Ni Virgile ni Dante ni Shakespeare ni Bashô ni Goethe ni Hugo ni Tolstoï ni Balzac ni Rilke ni Proust ne connaissaient l’ordinateur, non plus Archimède ni Avicenne ni Galilée ni Pascal ni Newton ni Darwin ni Pasteur ni Planck ni Einstein. L’accessibilité des sources, le volume des matériaux exploitables, la rapidité de mise en forme de la pensée n’ont rien à voir avec la valeur des productions de la pensée. Il n’empêche : on tend de plus en plus à présenter comme œuvre humaine exemplaire le produit simplement logique du déchiffrage et de la recomposition robotiques.

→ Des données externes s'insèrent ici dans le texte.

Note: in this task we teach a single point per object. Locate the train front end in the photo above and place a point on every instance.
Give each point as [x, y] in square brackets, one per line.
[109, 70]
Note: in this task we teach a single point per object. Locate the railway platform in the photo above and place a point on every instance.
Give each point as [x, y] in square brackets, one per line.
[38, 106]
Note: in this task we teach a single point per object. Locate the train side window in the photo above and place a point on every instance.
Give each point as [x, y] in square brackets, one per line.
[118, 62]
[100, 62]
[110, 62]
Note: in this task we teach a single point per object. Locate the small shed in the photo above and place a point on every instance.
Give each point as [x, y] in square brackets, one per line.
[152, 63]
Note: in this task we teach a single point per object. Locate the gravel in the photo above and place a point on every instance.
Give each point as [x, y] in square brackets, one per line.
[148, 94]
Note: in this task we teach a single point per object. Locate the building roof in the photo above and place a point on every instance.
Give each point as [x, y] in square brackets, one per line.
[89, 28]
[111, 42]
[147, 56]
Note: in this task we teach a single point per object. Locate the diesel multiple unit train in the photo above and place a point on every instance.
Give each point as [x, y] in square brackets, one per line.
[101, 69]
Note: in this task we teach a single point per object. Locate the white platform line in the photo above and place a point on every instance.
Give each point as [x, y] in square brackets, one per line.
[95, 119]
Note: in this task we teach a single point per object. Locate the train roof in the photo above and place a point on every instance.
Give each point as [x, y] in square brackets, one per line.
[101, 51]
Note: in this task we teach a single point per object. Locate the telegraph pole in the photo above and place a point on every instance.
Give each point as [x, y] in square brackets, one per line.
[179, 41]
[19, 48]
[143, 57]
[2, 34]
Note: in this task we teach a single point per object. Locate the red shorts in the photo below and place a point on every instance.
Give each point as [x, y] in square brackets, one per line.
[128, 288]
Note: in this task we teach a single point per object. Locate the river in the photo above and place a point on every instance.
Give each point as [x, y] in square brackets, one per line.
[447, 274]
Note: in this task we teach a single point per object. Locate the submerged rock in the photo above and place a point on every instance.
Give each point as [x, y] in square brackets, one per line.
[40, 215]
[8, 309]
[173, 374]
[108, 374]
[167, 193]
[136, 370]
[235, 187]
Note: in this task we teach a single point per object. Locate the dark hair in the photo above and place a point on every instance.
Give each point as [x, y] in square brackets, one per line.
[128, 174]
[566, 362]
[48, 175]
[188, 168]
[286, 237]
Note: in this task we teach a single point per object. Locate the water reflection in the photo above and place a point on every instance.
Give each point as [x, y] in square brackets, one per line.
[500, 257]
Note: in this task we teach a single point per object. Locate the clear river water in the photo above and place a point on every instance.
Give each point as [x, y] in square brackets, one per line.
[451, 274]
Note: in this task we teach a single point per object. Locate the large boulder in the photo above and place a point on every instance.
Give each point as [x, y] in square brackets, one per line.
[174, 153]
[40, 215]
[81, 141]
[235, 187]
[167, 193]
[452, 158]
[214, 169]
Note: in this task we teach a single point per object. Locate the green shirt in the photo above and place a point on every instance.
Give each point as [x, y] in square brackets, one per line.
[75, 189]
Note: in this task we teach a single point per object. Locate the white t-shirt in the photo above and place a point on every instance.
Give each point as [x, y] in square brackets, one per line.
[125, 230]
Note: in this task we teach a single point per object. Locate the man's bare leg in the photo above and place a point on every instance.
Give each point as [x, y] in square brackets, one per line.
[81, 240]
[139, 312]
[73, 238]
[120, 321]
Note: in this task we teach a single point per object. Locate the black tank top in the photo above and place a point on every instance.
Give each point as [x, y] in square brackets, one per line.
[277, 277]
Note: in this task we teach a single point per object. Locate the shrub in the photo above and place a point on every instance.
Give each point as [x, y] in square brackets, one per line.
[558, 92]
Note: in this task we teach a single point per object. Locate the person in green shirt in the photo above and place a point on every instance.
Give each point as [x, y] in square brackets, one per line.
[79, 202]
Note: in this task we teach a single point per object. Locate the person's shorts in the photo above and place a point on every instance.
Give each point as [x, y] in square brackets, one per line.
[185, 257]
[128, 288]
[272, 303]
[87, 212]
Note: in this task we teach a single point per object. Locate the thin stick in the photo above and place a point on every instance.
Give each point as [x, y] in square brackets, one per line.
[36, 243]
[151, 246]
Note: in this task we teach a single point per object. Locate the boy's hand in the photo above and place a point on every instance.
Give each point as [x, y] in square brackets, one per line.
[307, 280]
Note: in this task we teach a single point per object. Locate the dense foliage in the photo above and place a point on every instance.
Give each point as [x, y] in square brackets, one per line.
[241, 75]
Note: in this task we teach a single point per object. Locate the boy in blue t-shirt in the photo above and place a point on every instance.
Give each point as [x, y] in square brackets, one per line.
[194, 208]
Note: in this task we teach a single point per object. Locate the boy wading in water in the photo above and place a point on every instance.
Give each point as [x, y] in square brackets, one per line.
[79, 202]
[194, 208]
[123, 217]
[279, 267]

A la perte des liens avec le réel s’ajoute l’obligation de dénouer hâtivement ce qui nous y rattache encore, de ne surtout pas reprendre haleine. Car toute pause entraîne le risque de réflexion sur les raisons de la hâte. Il importe de ne pas suggérer que plus elle explique, moins la science parvient à s’expliquer elle-même, que plus l’humanité accélère, plus elle semble ralentir dans l’essentiel : l’attention à soi, à l’autre, à la Terre.
La valeur de la vie naît du sentiment d’avoir du temps. (Hélène L’Heuillet)
Au propos d’épeler tout le texte du monde
Répond l’effarement d’en oublier les mots.